Entre les rangées de tentes surpeuplées et les immeubles en ruines de Gaza-ville, une procession de jeunes mariés s'étire: des hommes en costumes sombres avancent aux côtés de mariées en robes blanches brodées, bouquets de fleurs rouges à la main.
La joie se lit sur les visages lors de cette cérémonie de mariage collectif, organisée pour ces couples dont l'union avait été maintes fois repoussée par la guerre et le déplacement. L'événement est organisé et financé par l'organisation humanitaire turque IHH.
Ali Mosbeh raconte avoir reçu un appel lui annonçant qu'il figurait parmi les 50 jeunes hommes sélectionnés. "J'étais assis dans la tente quand mon téléphone a sonné (...) Je n'y croyais pas. Je suis encore sous le choc. Je n'arrive pas à réaliser que je vais enfin me marier", confie-t-il au début de la cérémonie.
Au son de chansons populaires diffusées par des haut-parleurs sur une place de Gaza-ville, les couples défilent sur une estrade de bois, cernés par les squelettes d'immeubles éventrés par les frappes israéliennes. Ces bombardements ont dévasté de larges pans du territoire palestinien en deux ans de guerre, déclenchée par une attaque sans précédent du mouvement islamiste Hamas contre Israël.
Des milliers de personnes, parmi lesquelles de nombreux enfants, assistent au spectacle, applaudissant une troupe de dabké, danse folklorique levantine, tandis que les youyous des femmes résonnent dans la foule.
Les mariés portent autour du cou le traditionnel keffieh palestinien orné du logo de l'organisation turque, tandis que les épouses arborent des broderies artisanales et tiennent des bouquets piqués de petits drapeaux turcs.
- "Continuer à vivre" -
Pour Ali Mosbeh et sa fiancée, Houda Kahlout, l'obstacle était aussi financier: les coûts d'un mariage sont "très élevés".
"Je n'aurais jamais imaginé me marier dans de telles circonstances", glisse-t-il.
Plus de 72.700 Palestiniens ont été tués dans la campagne militaire israélienne de représailles, selon le ministère de la Santé de Gaza, placé sous l'autorité du Hamas et dont les chiffres sont jugés fiables par l'ONU.
Des centaines de milliers de personnes vivent toujours dans des tentes ou des abris de fortune.
Ali Mosbeh explique qu'il partagera désormais une tente avec son épouse, tout en espérant trouver un travail, une perspective devenue presque impossible dans le petit territoire palestinien.
"Notre avenir est incertain, nous dépendons de l'aide pour vivre", reconnaît Houda Kahlout. Elle refuse pourtant de céder au désespoir: "Nous avons traversé la guerre, les pertes et la mort (...) Le mariage reste une belle étape pour nous les jeunes".

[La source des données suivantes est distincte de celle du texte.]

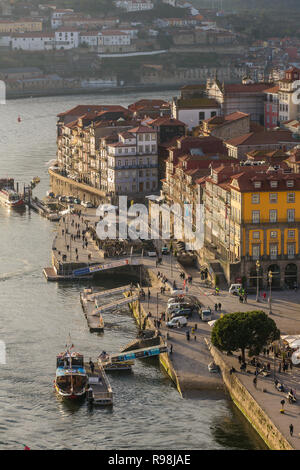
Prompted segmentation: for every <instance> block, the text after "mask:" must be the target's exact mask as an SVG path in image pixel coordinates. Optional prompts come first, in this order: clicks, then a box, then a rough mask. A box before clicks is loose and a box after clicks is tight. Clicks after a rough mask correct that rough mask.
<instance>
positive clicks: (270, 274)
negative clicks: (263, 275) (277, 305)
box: [268, 271, 273, 315]
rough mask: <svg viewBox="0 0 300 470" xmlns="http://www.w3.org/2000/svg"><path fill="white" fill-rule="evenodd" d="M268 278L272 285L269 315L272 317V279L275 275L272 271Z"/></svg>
mask: <svg viewBox="0 0 300 470" xmlns="http://www.w3.org/2000/svg"><path fill="white" fill-rule="evenodd" d="M268 278H269V285H270V295H269V315H272V278H273V273H272V271H269V273H268Z"/></svg>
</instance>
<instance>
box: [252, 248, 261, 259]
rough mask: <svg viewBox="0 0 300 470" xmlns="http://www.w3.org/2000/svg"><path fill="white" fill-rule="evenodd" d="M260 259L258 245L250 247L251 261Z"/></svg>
mask: <svg viewBox="0 0 300 470" xmlns="http://www.w3.org/2000/svg"><path fill="white" fill-rule="evenodd" d="M259 258H260V245H252V259H254V260H257V259H259Z"/></svg>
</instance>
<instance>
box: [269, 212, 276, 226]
mask: <svg viewBox="0 0 300 470" xmlns="http://www.w3.org/2000/svg"><path fill="white" fill-rule="evenodd" d="M269 218H270V222H271V223H274V222H277V210H276V209H272V210H270V211H269Z"/></svg>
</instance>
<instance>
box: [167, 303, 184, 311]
mask: <svg viewBox="0 0 300 470" xmlns="http://www.w3.org/2000/svg"><path fill="white" fill-rule="evenodd" d="M181 306H182V303H181V304H180V303H178V302H175V303H173V304H168V307H167V312H169V313H170V312H174V311H175V310H179V309H180V308H181Z"/></svg>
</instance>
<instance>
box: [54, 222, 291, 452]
mask: <svg viewBox="0 0 300 470" xmlns="http://www.w3.org/2000/svg"><path fill="white" fill-rule="evenodd" d="M87 219H89V220H90V222H89V223H95V222H96V219H95V218H94V216H93V215H92V214H86V213H85V214H83V220H82V218H81V219H80V221H79V222H78V220H79V218H78V216H74V215H68V216H67V218H66V219H65V222H61V224H60V225H59V226H58V234H57V235H58V236H57V239H56V242H57V245H56V248H57V249H58V248H60V250H59V251H61V254H62V253H66V254H67V258H68V261H69V260H71V261H73V260H74V261H75V256H78V260H77V262H86V261H89V262H91V261H93V262H103V258H102V257H101V256H100V254H99V253H98V248H97V246H96V244H95V242H94V241H93V240H90V239H88V244H87V246H84V247H83V243H82V240H81V241H80V240H78V241H76V242H75V243H72V240H71V244H70V245H69V250H67V249H66V246H65V243H66V240H68V239H66V238H65V236H64V235H65V234H64V235H62V232H60V233H59V230H60V231H61V230H62V224H66V227H70V230H71V231H73V225H72V220H74V221H76V222H74V223H79V224H80V229H81V230H82V229H84V228H85V227H86V223H85V221H86V220H87ZM72 233H73V232H72ZM76 248H77V253H76V251H75V250H76ZM89 254H90V255H91V256H90V257H89V256H88V255H89ZM142 263H143V265H144V268H145V269H146V270H147V271H148V274H149V277H150V279H151V284H152V285H151V287H150V288H149V289H150V298H149V299H148V295H147V294H148V288H147V287H144V291H145V294H146V296H145V299H144V300H143V301H142V302H141V304H142V307H143V311H144V312H145V313H146V315H147V313H148V312H151V323H152V326H153V325H154V322H153V320H155V319H160V316H161V313H163V312H164V311H165V309H166V305H167V300H168V298H170V297H173V296H172V295H171V294H170V292H168V291H166V293H165V294H161V291H160V286H161V282H160V280H159V279H158V277H157V273H158V271H159V272H160V273H161V274H163V275H164V276H166V278H167V279H168V280H169V281H170V283H171V284H172V283H173V281H174V280H175V282H176V284H177V288H180V287H182V286H183V281H182V279H181V278H180V272H182V271H183V268H182V267H181V266H180V265H179V264H178V263H177V260H176V259H175V258H171V256H170V255H166V256H163V257H162V264H161V265H159V266H158V267H156V258H149V257H144V258H143V259H142ZM185 273H186V275H192V276H193V280H192V284H188V292H187V294H188V295H193V296H196V297H197V298H198V300H199V301H200V303H201V305H204V306H210V307H211V308H212V310H213V312H214V315H213V319H217V318H219V317H220V315H221V314H224V315H226V314H227V313H231V312H236V311H250V310H263V311H265V312H266V313H267V314H268V313H269V306H268V303H267V302H264V301H263V298H262V297H260V298H261V301H260V302H259V303H258V302H256V300H255V296H253V295H249V296H248V301H247V304H242V303H240V302H239V300H238V298H237V297H235V296H232V295H230V294H229V293H228V291H225V290H223V291H220V294H219V295H218V296H216V295H215V293H214V290H213V289H211V288H208V287H206V286H205V284H204V283H203V282H202V281H201V279H200V275H199V273H198V272H197V270H195V269H193V268H191V269H185ZM216 303H221V310H220V311H219V310H218V311H217V312H215V308H214V307H215V304H216ZM299 303H300V293H299V292H294V291H275V292H273V293H272V314H271V318H273V319H274V320H275V322H276V324H277V326H278V328H279V329H280V331H281V334H299V333H300V315H299ZM195 325H197V329H196V330H195V335H194V334H193V333H191V334H190V341H188V340H187V338H186V330H187V329H186V328H183V329H171V330H170V329H167V328H166V326H165V322H162V324H161V326H160V328H159V330H160V333H161V335H162V336H163V337H164V338H165V339H166V340H167V343H168V346H169V347H170V346H171V345H172V349H173V351H172V353H170V354H169V358H168V359H169V361H170V363H171V364H172V367H173V369H174V370H175V372H176V376H177V378H178V382H179V385H180V389H181V391H182V393H183V396H188V395H189V393H195V391H201V390H202V391H203V393H205V390H206V391H207V393H211V391H212V390H217V389H222V388H223V387H224V383H223V381H222V378H221V376H220V375H219V374H211V373H210V372H209V371H208V369H207V365H208V363H209V362H211V361H212V355H211V353H212V354H213V358H214V360H215V361H216V362H217V363H218V358H220V364H221V363H222V364H223V365H224V367H223V366H222V367H221V369H222V373H223V379H224V381H225V383H226V386H227V388H228V389H229V391H230V393H231V390H230V388H229V387H228V383H229V382H228V380H227V379H226V377H225V376H226V375H227V376H228V371H229V369H230V368H231V367H232V366H233V367H234V368H235V369H236V372H234V373H233V374H232V376H231V378H232V379H236V381H238V383H239V386H240V387H242V389H241V388H240V389H239V390H242V392H241V393H242V394H243V395H245V396H246V395H247V397H246V399H245V400H246V401H247V402H250V404H251V406H252V407H254V408H255V407H256V408H257V409H258V411H257V412H256V415H255V417H254V418H253V419H252V416H249V413H247V412H245V409H242V408H241V407H240V409H241V411H242V412H243V413H244V414H245V415H246V417H247V418H248V419H249V421H250V422H251V423H252V425H253V426H254V428H255V429H257V431H258V432H259V433H260V434H261V436H262V437H263V438H264V439H265V440H266V442H267V443H268V445H270V447H271V448H284V449H288V448H294V449H300V419H299V418H300V369H299V368H297V367H294V368H293V369H292V370H290V369H289V370H288V372H279V370H278V368H279V359H275V361H274V357H273V355H272V354H271V355H269V357H267V356H260V358H259V359H260V361H261V362H263V363H264V364H267V363H268V362H269V363H270V366H271V375H270V376H269V377H261V376H259V377H258V382H257V386H256V387H255V386H254V383H253V378H254V374H253V372H254V368H253V367H251V366H248V367H247V370H248V371H249V372H248V373H244V372H241V371H240V368H239V362H238V354H234V355H233V356H227V355H226V354H222V353H220V352H219V351H217V353H216V354H214V352H213V348H212V349H211V352H210V350H209V347H208V346H210V345H209V343H210V334H211V327H210V326H209V325H208V324H207V323H204V322H202V321H201V320H200V318H199V316H197V315H196V314H194V316H193V318H192V319H191V320H190V321H189V326H188V327H189V328H191V327H192V326H195ZM167 334H168V336H169V338H168V339H167ZM194 336H196V340H195V339H194ZM224 371H225V372H224ZM274 377H275V378H276V379H277V380H278V381H279V382H281V383H283V384H284V386H285V389H286V392H279V391H277V390H276V389H275V387H274ZM229 385H230V384H229ZM290 388H292V389H293V390H295V392H296V396H297V398H298V402H297V403H296V404H289V403H288V400H287V398H286V394H287V391H288V390H289V389H290ZM231 395H232V393H231ZM232 396H233V395H232ZM236 396H237V395H236ZM233 399H234V397H233ZM283 399H284V400H285V405H284V414H282V413H281V412H280V409H281V408H282V405H281V403H280V402H281V401H282V400H283ZM234 401H235V403H236V404H237V406H239V403H238V400H236V399H234ZM255 420H256V422H258V421H261V422H262V423H264V424H263V426H264V427H266V428H270V429H271V431H270V432H272V433H273V435H275V436H277V433H278V436H279V437H278V438H277V437H276V439H275V441H274V439H273V444H270V442H269V441H268V439H266V438H265V436H264V435H263V433H262V432H260V431H259V429H258V426H257V425H256V424H257V423H255ZM290 424H293V426H294V433H293V436H290V435H289V426H290ZM274 429H275V431H274ZM277 441H278V442H280V445H279V446H277V444H276V442H277ZM274 442H275V444H274Z"/></svg>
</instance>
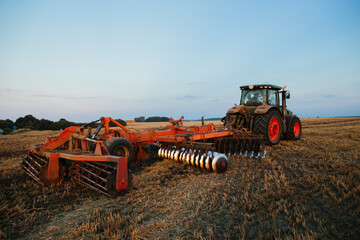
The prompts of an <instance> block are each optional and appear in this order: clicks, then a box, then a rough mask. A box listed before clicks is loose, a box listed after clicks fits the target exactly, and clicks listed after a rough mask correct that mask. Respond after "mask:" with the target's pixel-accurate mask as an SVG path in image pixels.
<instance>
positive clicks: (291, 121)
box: [284, 117, 302, 140]
mask: <svg viewBox="0 0 360 240" xmlns="http://www.w3.org/2000/svg"><path fill="white" fill-rule="evenodd" d="M287 125H288V126H287V127H288V130H287V131H286V133H285V136H284V138H285V139H288V140H299V139H300V138H301V128H302V127H301V121H300V119H299V118H298V117H293V118H291V120H290V121H289V122H288V123H287Z"/></svg>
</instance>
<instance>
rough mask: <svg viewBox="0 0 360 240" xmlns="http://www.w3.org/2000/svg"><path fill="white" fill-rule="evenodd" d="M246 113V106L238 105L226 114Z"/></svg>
mask: <svg viewBox="0 0 360 240" xmlns="http://www.w3.org/2000/svg"><path fill="white" fill-rule="evenodd" d="M244 112H245V105H236V106H234V107H232V108H230V109H229V110H228V111H227V113H226V114H231V113H244Z"/></svg>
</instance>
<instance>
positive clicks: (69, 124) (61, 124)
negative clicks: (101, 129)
mask: <svg viewBox="0 0 360 240" xmlns="http://www.w3.org/2000/svg"><path fill="white" fill-rule="evenodd" d="M115 120H116V121H118V122H119V123H121V124H122V125H124V126H126V122H125V121H124V120H122V119H115ZM84 124H86V123H75V122H70V121H68V120H66V119H64V118H61V119H60V120H59V121H56V122H53V121H51V120H48V119H44V118H42V119H40V120H39V119H37V118H36V117H34V116H32V115H26V116H25V117H19V118H18V119H16V121H15V122H13V121H12V120H10V119H6V120H1V119H0V129H2V130H3V134H9V133H11V132H12V131H13V130H15V129H19V128H29V129H31V130H60V129H65V128H67V127H70V126H82V125H84ZM98 124H99V123H93V124H91V125H90V126H91V127H97V125H98ZM115 126H116V125H115V124H114V123H110V127H115Z"/></svg>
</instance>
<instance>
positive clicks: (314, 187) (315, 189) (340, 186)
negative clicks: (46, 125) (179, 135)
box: [0, 118, 360, 239]
mask: <svg viewBox="0 0 360 240" xmlns="http://www.w3.org/2000/svg"><path fill="white" fill-rule="evenodd" d="M302 123H303V136H302V139H301V140H300V141H297V142H292V141H282V142H280V144H279V145H277V146H274V147H272V148H271V149H270V150H269V151H268V157H267V158H266V159H264V160H254V159H248V158H245V157H230V159H229V161H230V169H229V170H228V171H227V172H226V173H224V174H216V173H207V172H205V171H203V170H200V169H195V168H193V167H191V166H186V165H181V164H179V163H177V162H174V161H171V160H161V161H157V162H155V163H153V164H151V165H148V166H144V169H143V170H142V171H137V172H135V173H134V174H133V188H132V189H131V190H130V191H129V192H128V193H127V194H125V195H123V196H120V197H118V198H116V199H111V198H107V197H105V196H102V195H99V194H97V193H95V192H93V191H90V190H87V189H84V188H82V187H80V186H77V185H75V184H73V183H72V182H71V181H67V182H65V184H61V185H58V186H57V187H55V188H47V187H42V186H40V185H39V184H37V183H35V182H34V181H33V180H32V179H30V178H29V177H27V175H26V174H25V173H24V172H23V171H22V170H21V167H20V166H19V164H20V162H21V158H22V157H23V156H24V155H25V154H26V150H27V148H28V146H29V145H30V144H32V143H38V142H42V141H45V138H46V136H49V135H51V134H55V133H54V132H51V131H46V132H36V131H32V132H24V133H19V134H14V135H8V136H0V216H1V217H0V239H15V238H21V239H52V238H58V239H123V238H125V239H154V238H159V239H168V238H178V239H183V238H185V239H202V238H204V239H225V238H227V239H238V238H240V239H254V238H259V239H269V238H272V239H273V238H277V239H324V238H330V239H356V238H358V236H360V159H359V146H360V118H331V119H330V118H329V119H321V118H319V119H302ZM187 124H190V123H186V125H187ZM193 124H194V123H193ZM197 124H199V123H197ZM216 124H217V125H219V124H220V122H216ZM190 125H191V124H190ZM159 126H161V125H160V124H155V123H152V124H136V123H134V124H130V126H129V128H132V129H133V128H136V129H138V130H139V131H142V130H144V129H145V128H154V127H159Z"/></svg>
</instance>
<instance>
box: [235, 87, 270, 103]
mask: <svg viewBox="0 0 360 240" xmlns="http://www.w3.org/2000/svg"><path fill="white" fill-rule="evenodd" d="M265 99H266V94H265V90H264V89H256V90H243V93H242V99H241V104H244V105H247V106H258V105H261V104H264V103H265Z"/></svg>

"Tous les immeubles autour du lieu de la cérémonie sont détruits. Sous les décombres, il y a des martyrs. Mais nous essayons malgré tout de nous réjouir, de continuer à vivre", témoigne Fayka Abou Zayd, une autre mariée.
Avant la guerre, poursuit-elle, "les mariés rejoignaient un appartement meublé avec du mobilier neuf. Aujourd'hui, nous rejoignons une tente, quand il y en a une".
Malgré ce dénuement, son mari Mohammed al-Ghassine sourit: "Nous sommes très heureux. C'est le plus beau jour de notre vie".